SAN FRANCISCO, Nov. 10, 2020 (GLOBE NEWSWIRE) — REACTIVE SUMMIT 2020 — The Reactive Foundation, a new top-level project within the Linux Foundation, today published The Reactive Principles — a document describing the technical challenges and patterns that the project seeks to address by advancing Reactive in cloud native application infrastructure. The Reactive Foundation also announced that two open source projects — R2DBC and Reactive Streams — have joined the foundation, and that a newly formed Technical Oversight Committee is evaluating additional open source project candidates.

The news represents the growing focus higher above Kubernetes in the cloud native stack, at the application layer. Earlier this year, Google developer advocate Kelsey Hightower tweeted “There’s a ton of effort attempting to ‘modernize’ applications at the infrastructure layer, but without equal investment at the application layer, think frameworks and application servers, we’re only solving half the problem.”

The Reactive Foundation was launched in September of 2019, with founding members Alibaba Cloud, Facebook, Lightbend, VMWare and VLINGO — establishing a formal open governance model and neutral ecosystem for creating open-source Reactive projects. Reactive design and architecture uses message-driven and event-driven approaches to achieve the resiliency, scalability, and responsiveness that is required for today’s networked cloud native applications.

The recently launched Reactive Principles document incorporates the ideas, techniques, and patterns from both Reactive Programming and Reactive Systems into a set of practical principles, to apply Reactive to cloud native applications to realize the efficiencies of building for and running on the cloud. The document was a collaboration between leading minds in the Reactive and broader distributed computing communities: Jonas Bonér, Roland Kuhn, Ben Christensen, Sergey Bykov, Clement Escoffier, Peter Vlugter, Josh Long, Ben Hindman, Vaughn Vernon, James Roper, Michael Behrendt, Kresten Thorup, Colin Breck, Allard Buijze, Derek Collison, Viktor Klang, Ben Hale, Steve Gury, Tyler Jewell, Ryland Degnan, James Ward, and Stephan Ewen.

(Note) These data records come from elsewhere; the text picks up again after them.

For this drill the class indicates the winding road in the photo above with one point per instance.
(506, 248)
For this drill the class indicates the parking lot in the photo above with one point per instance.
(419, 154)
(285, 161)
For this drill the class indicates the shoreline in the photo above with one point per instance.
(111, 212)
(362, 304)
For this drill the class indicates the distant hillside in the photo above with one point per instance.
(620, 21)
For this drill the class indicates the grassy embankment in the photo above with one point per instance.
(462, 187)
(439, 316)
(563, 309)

“The cloud needs a programming model that brings the same reliability, predictability, and scalability at the application layer that Kubernetes has brought to the infrastructure layer,” said Jonas Bonér, the original author of the Reactive Manifesto and CTO at Lightbend. “Reactive Principles is a collaboration of distributed computing experts who have come together to frame what Reactive Foundation is all about in terms of the projects and technical opportunities we are pursuing higher above Kubernetes at the application layer.”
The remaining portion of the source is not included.